I’m sorry, I tried to like the more expensive, silky, elegant, perfumed premier crus better, but I just didn’t. I appreciated them, I enjoyed them, I lauded them, I recognized them, but if I had to go home with any of those sexy bottles, it would have been with the lowly Fleurie. Because it was fun and pleasurable and it was so bright I almost had to shade my eyes from the fruit.
As I agonized over this fact (one I had difficulty admitting to in the first place, knowing from extensive research What I Should Have Preferred), it got me to thinking about literature. If you only know me through the medium of this blog, you do not know how much I enjoy reading. I have a BA in English, I was an English Lit teacher, and I’ve depended on books for an embarrassing amount of pleasure and companionship in my life. (Embarrassing not in quantity, but in ratio to other pleasures.) I appreciate great literature. I love discussing metaphor and foreshadowing and themes and shit with other bibliophiles. But what I mostly read, and I read about 8-10 books a month, is not literature by any stretch of the imagination.

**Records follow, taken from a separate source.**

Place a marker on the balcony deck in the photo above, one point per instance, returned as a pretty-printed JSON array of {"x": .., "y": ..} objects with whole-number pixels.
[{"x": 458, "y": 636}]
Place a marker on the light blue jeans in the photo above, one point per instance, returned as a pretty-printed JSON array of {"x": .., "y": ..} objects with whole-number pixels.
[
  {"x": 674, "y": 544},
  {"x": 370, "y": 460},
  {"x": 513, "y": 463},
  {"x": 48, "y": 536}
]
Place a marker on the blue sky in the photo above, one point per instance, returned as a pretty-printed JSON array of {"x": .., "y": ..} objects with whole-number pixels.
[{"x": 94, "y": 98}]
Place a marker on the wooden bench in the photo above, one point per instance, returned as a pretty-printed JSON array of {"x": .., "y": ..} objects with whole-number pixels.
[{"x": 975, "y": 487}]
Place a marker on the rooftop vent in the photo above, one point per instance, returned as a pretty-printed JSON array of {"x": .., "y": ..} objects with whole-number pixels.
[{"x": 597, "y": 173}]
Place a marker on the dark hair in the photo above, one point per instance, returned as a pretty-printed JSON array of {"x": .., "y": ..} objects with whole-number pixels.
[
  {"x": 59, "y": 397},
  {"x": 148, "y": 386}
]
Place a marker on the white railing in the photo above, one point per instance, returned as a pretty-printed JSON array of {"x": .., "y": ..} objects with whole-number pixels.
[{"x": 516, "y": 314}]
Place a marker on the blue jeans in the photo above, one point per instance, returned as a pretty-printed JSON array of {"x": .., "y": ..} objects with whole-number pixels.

Now, I don’t read romance novels or Elizabeth George or James Patterson, so don’t be harshin’. I do have a penchant, inherited from my father, for well written sci-fi/fantasy and mystery novels, and that makes up about 75% of what I read on a day-to-day basis. My book club is good for getting me out of my ruts, for which I am grateful. Sometimes I pick up an old favorite, like Vanity Fair or Pride and Prejudice or Kingsolver’s The Bean Trees. When I do read great works of literature, I usually enjoy them and invariably appreciate the art in them, but I just don’t dine daily on Fitzgerald and Nabokov.
So when I think about how my appreciation for a well-made wine sometimes does not mean I actually enjoy said wine, it reminds me of Hemingway. You know how it is with Hemingway: you’re awed by his crystalline prose, you understand how he re-shaped fiction… but once you’ve read A Farewell to Arms once, you see no reason to go back there.
I’m comfortable with dissing the writers, but something in me still cringes to admit that I do not drink highly-structured reds for fun. See, even I buy into that wine intimidation scene, that fictional world in which you’re supposed to love to drink something because some “Expert” says it’s good, just a little bit.
I love tasting new wines, and I love tasting stuff that I know is highly regarded, because I really am interested in closing the gap between the rhetoric I read and the wines I experience. But frankly, I’ll choose to drink a top-quality Beaujolais or rich, fruit-bomb Syrah over some Napa Cab that the Speculum gave 302 points, any day of the week. And twice on Sunday.
Now you know the whole truth. If you choose not to let me go, I’ll tell you about my super-ca-duper interesting Burgundy tasting tomorrow.